Como se puede observar, para Hume el yo no es más que un haz de percepciones. Veinticuatro siglos antes el Tathagata había llegado a la misma conclusión.
El filósofo estadounidense Daniel Dannett, llamó a este proceso el «Teatro Cartesiano», es decir, una especie de quimera en la cual, en alguna parte del cerebro existe un lugar donde todos los sucesos mentales convergen y son experimentados.
El cerebro no es un órgano pasivo, receptor de información, sino que el acto de la percepción es un proceso activo en el que el cerebro tiene «mucho que decir». Si tomamos el ejemplo de la visión, lo que constatamos es que cuando miramos a un árbol, por ejemplo, la luz que se refleja en sus hojas son radiaciones electro-magnéticas que inciden sobre los fotorreceptores de la retina del ojo produciendo
una cascada de reacciones químicas que se traducen en impulsos nerviosos que, tras un recorrido, llegan a la corteza visual donde estos impulsos se integran y procesan. En la corteza los datos sufren un proceso complicado que detecta la forma, los patrones, los colores y el movimiento; luego el cerebro lo integra para formar un todo coherente. De pronto aparece la imagen de un árbol en nuestra mente, lo que supone un auténtico misterio. Esa imagen la genera nuestra mente. En esta descripción se habla de una realidad que la mente no crea, y que se encuentra fuera de ella, es decir; las ondas electromagnéticas. Éstas son transformadas en impulsos nerviosos mediante las reacciones químicas que se desencadenan en los órganos sensoriales al incidir en ellos. Estos impulsos nerviosos tampoco son generados por la mente, sino por el contrario, son concebidos como los datos a partir de los cuales la mente crea, en su interior —y de acuerdo con sus propios criterios de interpretación—, una imagen, una representación de la realidad.

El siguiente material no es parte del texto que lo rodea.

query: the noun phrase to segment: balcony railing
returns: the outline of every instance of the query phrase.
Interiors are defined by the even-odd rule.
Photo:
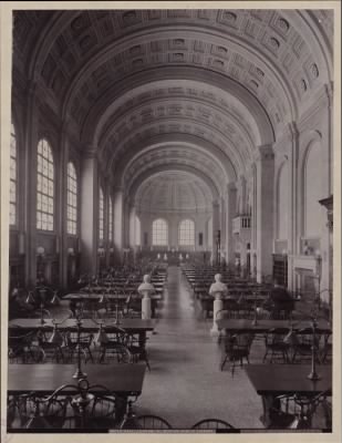
[[[250,215],[239,215],[232,219],[232,233],[240,234],[250,229]]]

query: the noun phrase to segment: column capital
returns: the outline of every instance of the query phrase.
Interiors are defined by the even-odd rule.
[[[227,185],[227,193],[228,194],[232,193],[232,192],[236,192],[237,189],[238,188],[237,188],[236,182],[228,183],[228,185]]]
[[[114,195],[116,195],[116,194],[124,194],[124,188],[123,188],[123,186],[115,186],[115,187],[113,188],[113,193],[114,193]]]
[[[86,144],[84,145],[83,152],[82,152],[83,156],[87,159],[90,158],[94,158],[97,161],[97,152],[96,152],[96,146],[92,145],[92,144]]]
[[[258,162],[274,159],[274,151],[271,144],[257,146],[255,151],[255,158]]]
[[[213,200],[213,207],[217,207],[219,206],[219,202],[218,200]]]

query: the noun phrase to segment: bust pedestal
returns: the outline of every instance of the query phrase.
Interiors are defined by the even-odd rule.
[[[145,289],[141,291],[143,295],[142,299],[142,319],[149,320],[152,317],[152,310],[151,310],[151,290]]]
[[[222,300],[222,291],[220,292],[215,292],[214,297],[214,309],[213,309],[213,328],[210,329],[210,334],[211,336],[219,336],[220,331],[217,327],[217,312],[220,311],[221,309],[224,309],[224,300]]]

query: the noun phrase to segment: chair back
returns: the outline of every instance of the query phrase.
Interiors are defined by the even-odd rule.
[[[231,424],[219,419],[205,419],[195,423],[191,430],[218,430],[218,429],[234,429]]]

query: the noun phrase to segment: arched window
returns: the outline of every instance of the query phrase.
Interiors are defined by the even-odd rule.
[[[208,231],[207,231],[207,234],[208,234],[208,238],[207,238],[208,248],[211,249],[213,248],[213,217],[210,217],[209,220],[208,220]]]
[[[11,124],[10,152],[10,225],[17,225],[17,136],[13,123]]]
[[[38,143],[37,229],[53,230],[54,166],[49,142]]]
[[[178,244],[195,246],[195,223],[190,219],[182,220],[178,228]]]
[[[322,196],[322,159],[320,145],[313,143],[308,152],[304,168],[304,235],[307,237],[320,237],[321,217],[323,208],[319,204]]]
[[[135,216],[135,245],[136,246],[141,246],[142,241],[141,241],[141,233],[142,226],[141,226],[141,220],[139,217]]]
[[[68,163],[66,230],[77,234],[77,176],[73,163]]]
[[[283,164],[278,178],[278,238],[288,239],[288,219],[289,219],[289,178],[288,165]]]
[[[110,197],[108,203],[108,240],[113,241],[113,200]]]
[[[104,197],[101,186],[99,190],[99,239],[104,239]]]
[[[157,218],[152,225],[152,244],[155,246],[167,245],[167,223],[163,218]]]

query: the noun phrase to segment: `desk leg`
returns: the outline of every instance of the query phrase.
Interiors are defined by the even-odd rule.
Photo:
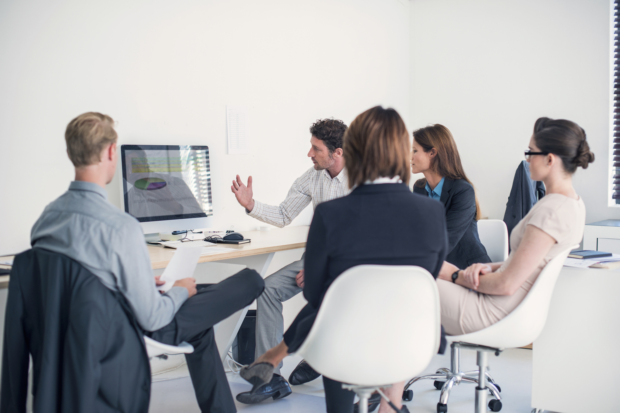
[[[267,254],[260,254],[259,255],[250,255],[247,257],[240,257],[239,258],[231,258],[230,259],[223,259],[218,263],[226,263],[228,264],[242,264],[247,266],[248,268],[255,269],[260,276],[265,278],[271,264],[272,259],[273,259],[275,252]],[[241,323],[243,323],[247,313],[247,309],[250,306],[247,306],[243,310],[240,310],[228,318],[222,320],[218,323],[217,328],[215,330],[215,342],[218,345],[218,349],[219,350],[219,357],[222,359],[222,362],[226,360],[226,354],[230,350],[234,337],[239,332]],[[228,366],[224,366],[224,368]]]

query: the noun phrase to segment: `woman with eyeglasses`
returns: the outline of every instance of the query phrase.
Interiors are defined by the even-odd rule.
[[[448,229],[446,261],[459,268],[488,263],[490,258],[478,237],[478,199],[452,134],[438,123],[418,129],[413,135],[411,173],[424,174],[414,185],[414,192],[443,204]]]
[[[532,179],[544,183],[547,194],[513,229],[505,262],[464,269],[444,264],[437,286],[441,324],[449,335],[477,331],[505,317],[545,265],[583,235],[585,206],[573,188],[572,175],[594,161],[585,132],[570,121],[540,118],[525,156]]]

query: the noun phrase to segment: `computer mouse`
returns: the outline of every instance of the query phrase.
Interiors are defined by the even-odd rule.
[[[224,235],[224,239],[227,241],[240,241],[243,239],[243,235],[238,232],[231,232]]]

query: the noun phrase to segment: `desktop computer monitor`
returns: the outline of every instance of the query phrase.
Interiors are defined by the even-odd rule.
[[[122,202],[145,234],[213,227],[208,146],[122,145]]]

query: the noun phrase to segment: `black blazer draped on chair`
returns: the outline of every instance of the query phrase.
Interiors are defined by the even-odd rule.
[[[0,412],[25,411],[30,354],[34,411],[147,413],[151,368],[123,297],[61,254],[33,248],[13,264]]]
[[[404,184],[361,185],[319,204],[306,246],[308,303],[285,333],[289,352],[303,342],[327,289],[345,270],[364,264],[415,265],[436,278],[447,252],[441,204]]]
[[[418,180],[414,192],[428,197],[425,185],[426,180]],[[491,259],[478,237],[474,187],[465,180],[446,178],[440,201],[446,211],[448,240],[446,261],[461,269],[476,263],[490,263]]]

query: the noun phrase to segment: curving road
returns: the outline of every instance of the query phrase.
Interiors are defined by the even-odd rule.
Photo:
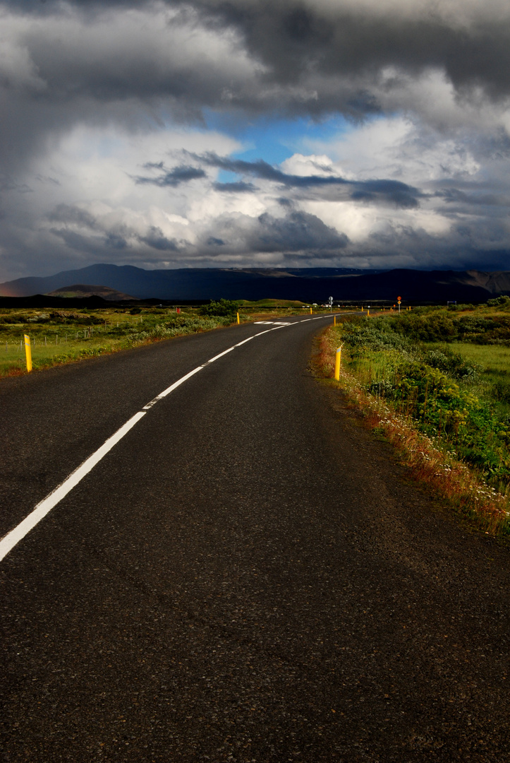
[[[328,322],[2,382],[0,536],[143,414],[0,564],[2,760],[510,759],[508,552],[314,381]]]

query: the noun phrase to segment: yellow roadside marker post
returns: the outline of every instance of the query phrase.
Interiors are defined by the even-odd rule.
[[[30,346],[30,336],[24,334],[25,338],[25,355],[27,356],[27,371],[32,370],[32,350]]]
[[[335,378],[337,382],[340,381],[340,363],[342,362],[342,348],[343,345],[340,345],[336,351],[336,356],[335,358]]]

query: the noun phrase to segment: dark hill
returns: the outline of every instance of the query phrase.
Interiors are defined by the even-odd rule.
[[[99,283],[137,299],[190,301],[264,298],[404,302],[485,301],[510,294],[510,272],[383,272],[340,268],[178,269],[143,270],[133,266],[91,265],[47,278],[24,278],[0,284],[0,295],[26,297],[69,288],[69,284]]]

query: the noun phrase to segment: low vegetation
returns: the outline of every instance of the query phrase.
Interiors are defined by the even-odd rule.
[[[510,300],[345,317],[323,340],[322,362],[343,345],[341,384],[417,472],[508,534]]]
[[[221,299],[201,307],[130,307],[98,310],[0,308],[0,376],[26,373],[24,334],[30,338],[34,370],[173,336],[210,331],[237,321],[302,312],[302,303],[268,304]],[[314,308],[315,309],[315,308]]]

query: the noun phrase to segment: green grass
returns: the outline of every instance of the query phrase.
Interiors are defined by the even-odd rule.
[[[279,309],[274,303],[281,305]],[[247,304],[251,308],[239,307],[242,323],[302,314],[299,302],[261,300]],[[0,308],[0,376],[26,372],[25,333],[30,338],[34,369],[37,371],[148,342],[209,331],[236,320],[235,313],[203,315],[203,311],[200,307],[183,307],[179,314],[168,307]]]

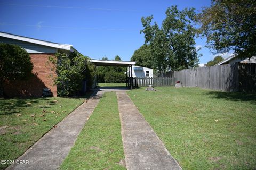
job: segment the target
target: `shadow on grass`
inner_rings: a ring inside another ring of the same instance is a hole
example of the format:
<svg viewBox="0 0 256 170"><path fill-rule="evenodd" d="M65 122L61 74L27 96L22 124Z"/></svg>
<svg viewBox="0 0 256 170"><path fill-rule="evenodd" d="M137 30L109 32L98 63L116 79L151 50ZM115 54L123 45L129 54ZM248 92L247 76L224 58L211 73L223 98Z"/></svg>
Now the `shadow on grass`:
<svg viewBox="0 0 256 170"><path fill-rule="evenodd" d="M204 93L210 97L224 99L234 101L251 101L256 104L256 94L243 92L229 92L224 91L209 91Z"/></svg>
<svg viewBox="0 0 256 170"><path fill-rule="evenodd" d="M0 99L0 115L10 115L20 112L19 109L30 107L33 104L42 100L49 100L50 98L42 97L29 97L12 99Z"/></svg>

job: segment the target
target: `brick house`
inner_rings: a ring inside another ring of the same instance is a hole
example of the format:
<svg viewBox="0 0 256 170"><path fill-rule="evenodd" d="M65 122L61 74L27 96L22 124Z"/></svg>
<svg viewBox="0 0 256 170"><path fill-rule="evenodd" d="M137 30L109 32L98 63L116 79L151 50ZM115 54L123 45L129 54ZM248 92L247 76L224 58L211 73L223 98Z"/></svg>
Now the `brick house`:
<svg viewBox="0 0 256 170"><path fill-rule="evenodd" d="M57 88L53 77L57 76L47 63L49 56L57 52L70 53L77 52L72 45L49 42L0 32L0 42L18 45L30 55L34 67L33 75L28 80L7 81L4 85L4 91L9 97L41 96L43 88L51 89L54 96ZM50 76L52 75L52 76Z"/></svg>

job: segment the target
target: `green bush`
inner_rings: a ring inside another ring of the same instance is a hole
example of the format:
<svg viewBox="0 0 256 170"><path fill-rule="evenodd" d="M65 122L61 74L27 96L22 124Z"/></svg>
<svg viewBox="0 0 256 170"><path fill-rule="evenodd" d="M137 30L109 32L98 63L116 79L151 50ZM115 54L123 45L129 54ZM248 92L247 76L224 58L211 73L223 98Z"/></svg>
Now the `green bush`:
<svg viewBox="0 0 256 170"><path fill-rule="evenodd" d="M0 43L0 96L3 94L5 81L27 79L33 69L29 54L24 49L14 44Z"/></svg>
<svg viewBox="0 0 256 170"><path fill-rule="evenodd" d="M118 73L111 70L106 73L104 79L107 83L125 83L126 81L126 75L123 73Z"/></svg>
<svg viewBox="0 0 256 170"><path fill-rule="evenodd" d="M59 96L79 94L84 80L86 80L87 86L92 85L93 66L89 60L89 57L77 53L58 53L55 57L49 57L56 69L57 76L54 82Z"/></svg>

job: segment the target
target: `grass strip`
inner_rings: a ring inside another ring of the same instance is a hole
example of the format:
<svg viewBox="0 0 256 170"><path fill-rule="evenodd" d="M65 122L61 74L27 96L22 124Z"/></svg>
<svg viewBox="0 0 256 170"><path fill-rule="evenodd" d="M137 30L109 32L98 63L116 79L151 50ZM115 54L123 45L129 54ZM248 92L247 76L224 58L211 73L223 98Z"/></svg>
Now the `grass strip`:
<svg viewBox="0 0 256 170"><path fill-rule="evenodd" d="M126 83L99 83L99 86L103 87L126 87Z"/></svg>
<svg viewBox="0 0 256 170"><path fill-rule="evenodd" d="M125 169L115 92L105 92L61 169Z"/></svg>
<svg viewBox="0 0 256 170"><path fill-rule="evenodd" d="M197 88L128 92L183 169L256 168L256 95Z"/></svg>

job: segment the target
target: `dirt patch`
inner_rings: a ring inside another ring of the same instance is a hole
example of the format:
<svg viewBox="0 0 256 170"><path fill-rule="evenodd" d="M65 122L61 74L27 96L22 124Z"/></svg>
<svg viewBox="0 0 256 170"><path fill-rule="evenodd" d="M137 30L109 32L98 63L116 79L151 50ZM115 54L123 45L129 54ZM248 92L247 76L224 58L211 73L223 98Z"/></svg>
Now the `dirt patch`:
<svg viewBox="0 0 256 170"><path fill-rule="evenodd" d="M122 166L126 167L126 165L125 164L125 160L124 160L124 159L120 160L120 162L118 163L118 164Z"/></svg>
<svg viewBox="0 0 256 170"><path fill-rule="evenodd" d="M208 160L210 161L213 161L215 162L218 162L219 160L221 159L221 157L210 157L208 158Z"/></svg>
<svg viewBox="0 0 256 170"><path fill-rule="evenodd" d="M94 146L91 146L91 147L90 147L90 149L95 150L97 152L101 152L103 151L100 148L100 147Z"/></svg>
<svg viewBox="0 0 256 170"><path fill-rule="evenodd" d="M236 144L239 144L239 145L243 144L243 142L241 142L241 141L239 141L238 139L236 140Z"/></svg>
<svg viewBox="0 0 256 170"><path fill-rule="evenodd" d="M7 133L7 130L5 129L0 129L0 135L4 135Z"/></svg>

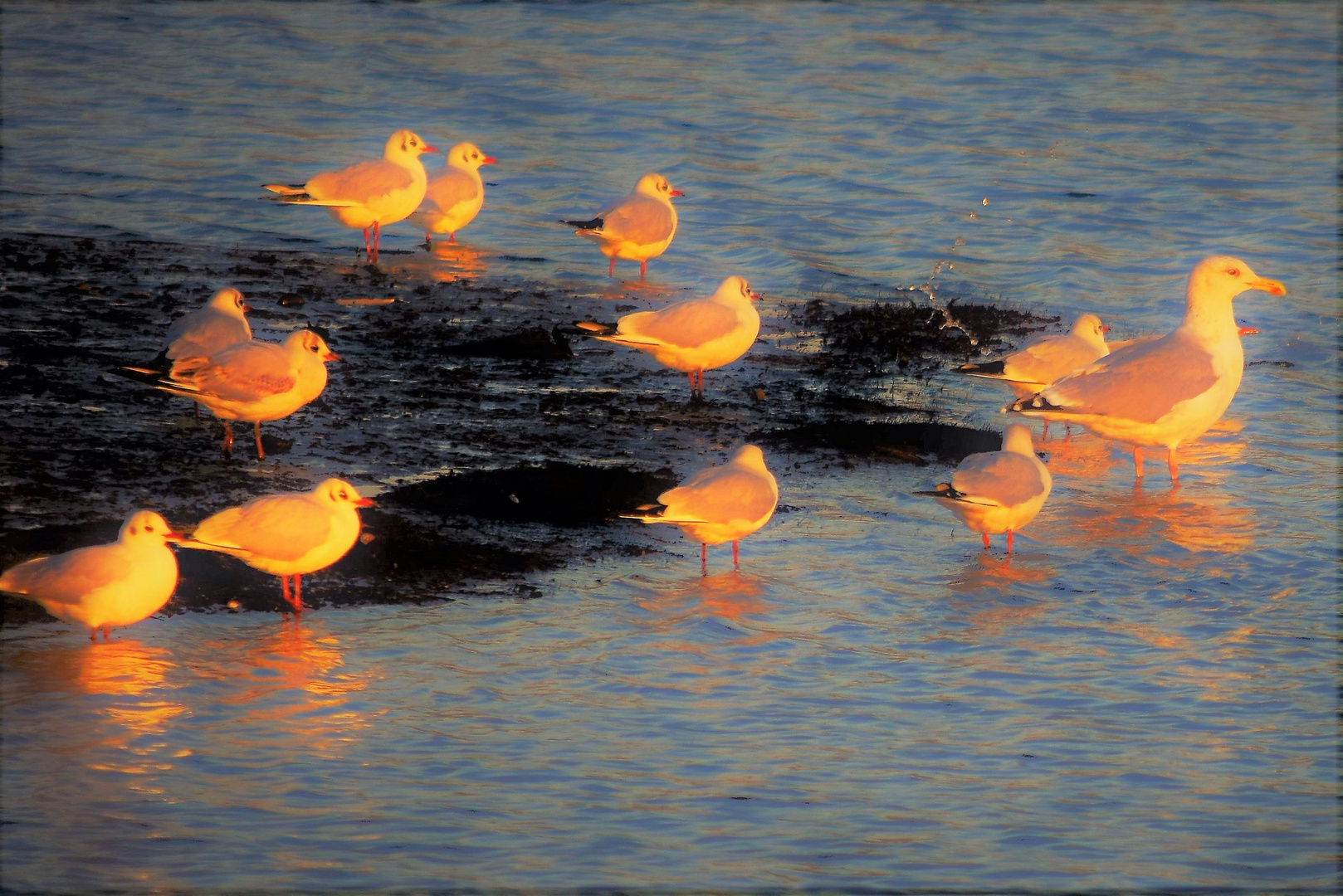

Asimismo se afirma que sólo conocemos nuestras propias creaciones. Pero no se repara en que la concepción de la realidad como ondas electromagnéticas es una teoría, es decir, una imagen científica de nuestra mente; una creación tanto o más artificial que los sonidos, los colores, los sabores, etcétera. Por lo tanto, lo que es presentado como una simple descripción, una «constatación» del proceso de la percepción, en realidad es el producto de correlacionar dos imágenes, dos «puntos de vista», el científico y el introspectivo, otorgando inexplicablemente al primero el valor de realidad y al segundo el de apariencia. Tal yuxtaposición presupone lo que se pretende demostrar: que la mente carece de realidad; la cual explica el carácter repentino y misterioso de la aparición de la imagen mental, así como la naturaleza ambigua de la mente.
En el Sho-do-ka (El canto de la iluminación), escrito por el maestro Yoka-Daishi, se encuentra el siguiente aforismo: «Todas las cosas son transitorias y completamente vacías.»